Filhas, ninguém avança sem saldar as próprias contas com o pas­sado. Paguemos, desse modo, os débitos que nos aprisionam aos círculos inferiores da vida, aprovei­tando o tempo de detenção no resgate, em maior aprimoramento de nós mesmas. Amemos, aperfei­çoando-nos!
Identifiquemos no lar humano o cami­nho de nossa regeneração! A família consanguínea na Terra é o microcosmo de obrigações salvadoras em que nos habilitamos para o serviço à família maior que se constitui da Humanidade inteira, O parente necessitado de tolerância e carinho representa o ponto difícil que nos cabe vencer, valen­do-nos dele para melhorar-nos em humildade e compreensão. Um pai incompreensivo, um esposo áspero ou um filho de condução inquietante, sim­bolizam linhas de luta benéfica, em que podemos exercitar a paciência, a doçura e o devotamento até ao sacrifício!... Especialmente, no tocante aos filhos, não nos esqueçamos de que pertencem a Deus e à vida, acima de tudo!... Na esfera carnal, a Providência Divina nos sela a memória, no favor do renascimento, envolvendo-nos com o sopro re­novador de abençoada esperança! Por isso mesmo, não nos cabe olvidar que os filhos são sempre la­ços preciosos da existência, requisitando-nos equi­líbrio e discernimento em todas as decisões... Para desobrigar-nos da grande tarefa que a maternidade nos impõe, é imprescindível entender-lhes o psi­quismo diferente do nosso, a exigir, muitas vezes um tipo de felicidade que não se harmoniza com o nosso modo de ser. Saibamos, assim, prepará-los, sem egoísmo, para o destino que lhes compete! O carinho escravizante assemelha-se a um mel en­venenado, enredando-nos na sombra. Conservemos nosso espírito arejado pela justiça, para que a nos­sa afetividade seja uma bênção com a possibilidade de educar os que nos cercam, na escola do trabalho salutar!...
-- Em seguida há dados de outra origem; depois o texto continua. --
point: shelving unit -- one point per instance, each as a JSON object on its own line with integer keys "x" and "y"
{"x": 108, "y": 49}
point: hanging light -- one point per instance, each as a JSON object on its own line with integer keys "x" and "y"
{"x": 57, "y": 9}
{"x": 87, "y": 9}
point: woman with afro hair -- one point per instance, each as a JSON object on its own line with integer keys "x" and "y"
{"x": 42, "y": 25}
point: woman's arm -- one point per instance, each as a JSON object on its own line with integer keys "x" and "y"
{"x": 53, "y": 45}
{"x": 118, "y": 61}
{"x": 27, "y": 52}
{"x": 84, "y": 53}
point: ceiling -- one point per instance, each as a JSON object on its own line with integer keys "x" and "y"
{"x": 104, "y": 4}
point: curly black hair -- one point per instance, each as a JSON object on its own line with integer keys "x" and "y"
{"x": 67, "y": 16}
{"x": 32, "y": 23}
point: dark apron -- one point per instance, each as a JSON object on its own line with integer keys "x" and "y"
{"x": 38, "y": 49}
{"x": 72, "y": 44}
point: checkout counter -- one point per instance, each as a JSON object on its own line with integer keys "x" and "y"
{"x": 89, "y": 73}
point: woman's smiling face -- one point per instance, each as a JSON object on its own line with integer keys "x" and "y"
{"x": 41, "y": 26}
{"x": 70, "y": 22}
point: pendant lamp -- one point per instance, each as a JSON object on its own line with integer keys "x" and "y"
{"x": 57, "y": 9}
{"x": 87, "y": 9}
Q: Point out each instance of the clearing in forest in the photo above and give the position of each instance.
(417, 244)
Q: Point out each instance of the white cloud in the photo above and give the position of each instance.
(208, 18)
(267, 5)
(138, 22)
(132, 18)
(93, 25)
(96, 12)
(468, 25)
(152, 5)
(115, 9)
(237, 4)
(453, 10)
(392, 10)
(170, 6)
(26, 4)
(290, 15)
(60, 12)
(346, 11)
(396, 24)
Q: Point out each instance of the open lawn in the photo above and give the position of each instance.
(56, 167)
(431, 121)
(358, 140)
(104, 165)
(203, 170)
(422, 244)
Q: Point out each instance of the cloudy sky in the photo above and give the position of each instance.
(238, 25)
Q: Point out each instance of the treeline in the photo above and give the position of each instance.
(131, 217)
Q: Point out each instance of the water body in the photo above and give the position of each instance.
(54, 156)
Na pausa que surgiu, espontânea, Zulmira in­dagou com simplicidade:
— Abnegada benfeitora, como agir para solu­cionar os problemas com segurança?
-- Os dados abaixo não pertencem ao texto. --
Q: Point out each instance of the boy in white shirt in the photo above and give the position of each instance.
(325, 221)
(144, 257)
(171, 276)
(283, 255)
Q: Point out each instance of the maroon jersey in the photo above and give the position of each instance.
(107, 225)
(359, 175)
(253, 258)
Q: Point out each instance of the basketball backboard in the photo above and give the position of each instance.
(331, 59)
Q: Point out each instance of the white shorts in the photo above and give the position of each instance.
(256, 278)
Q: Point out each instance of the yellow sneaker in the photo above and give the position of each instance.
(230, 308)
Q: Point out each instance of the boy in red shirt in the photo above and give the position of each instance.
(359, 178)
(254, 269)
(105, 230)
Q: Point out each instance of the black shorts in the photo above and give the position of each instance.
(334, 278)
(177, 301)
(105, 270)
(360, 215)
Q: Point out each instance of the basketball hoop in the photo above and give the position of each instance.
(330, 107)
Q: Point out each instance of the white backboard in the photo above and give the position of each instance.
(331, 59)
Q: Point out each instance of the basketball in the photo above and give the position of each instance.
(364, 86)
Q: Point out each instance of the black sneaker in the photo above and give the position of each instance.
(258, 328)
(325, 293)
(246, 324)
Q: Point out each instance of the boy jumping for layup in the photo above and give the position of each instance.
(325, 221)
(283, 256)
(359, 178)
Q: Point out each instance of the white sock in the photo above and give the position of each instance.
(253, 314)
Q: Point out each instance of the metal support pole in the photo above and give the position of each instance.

— Vocês superaram dias alarmantes de crise espiritual — informou a orientadora, prestimosa— e conquistaram o ensejo de reestruturação do próprio destino. Agora, repitamos, é tempo de se­mear. Valorizemos a oportunidade de reaproxima­ção. São vocês dois núcleos de força, suscetíveis de operar valiosas transformações nos grupos do­mésticos a que se ajustam. Façamos da amizade o entendimento fraterno que tudo compreende e tolera, movimenta e ajuda, na extensão do Sumo Bem. A vizinhança e a convivência, no fundo, são dons que o Senhor nos concede a benefício de nosso próprio reajuste.
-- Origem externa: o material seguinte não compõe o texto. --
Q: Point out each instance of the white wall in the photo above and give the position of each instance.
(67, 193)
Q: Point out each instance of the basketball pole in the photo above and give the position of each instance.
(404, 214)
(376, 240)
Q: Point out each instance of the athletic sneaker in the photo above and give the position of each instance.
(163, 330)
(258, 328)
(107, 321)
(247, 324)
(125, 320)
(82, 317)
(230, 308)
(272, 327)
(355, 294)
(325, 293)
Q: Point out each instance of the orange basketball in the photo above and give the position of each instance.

Porque Zulmira e Antonina ensaiassem per­guntas novas, Clara acentuou:
— Não temam. A prece é o fio invisível de nossa comunhão com o Plano Divino e, à luz da oração, viveremos todos juntos. Em todas as dú­vidas, prefiramos para nós a renunciação construtiva. Situar a responsabilidade de nosso lado é facilitar a solução dos problemas.
Sorridente, rematou:
— Não nos esqueçamos do privilégio de servir.

 Logo após, o pequeno Júlio foi trazido ao recinto por vasto cortejo de gárrulas crianças.
Risos e lágrimas se misturaram no louvor à Bondade Divina.
Depois de algumas horas consagradas ao re­conforto, escoltamos, de novo, as duas mães, recon­duzindo-as ao corpo físico para o sublime labor no lar terrestre.



Do livro "ENTRE A TERRA E O CÉU", pelo espírito André Luiz - psicografia de Chico Xavier.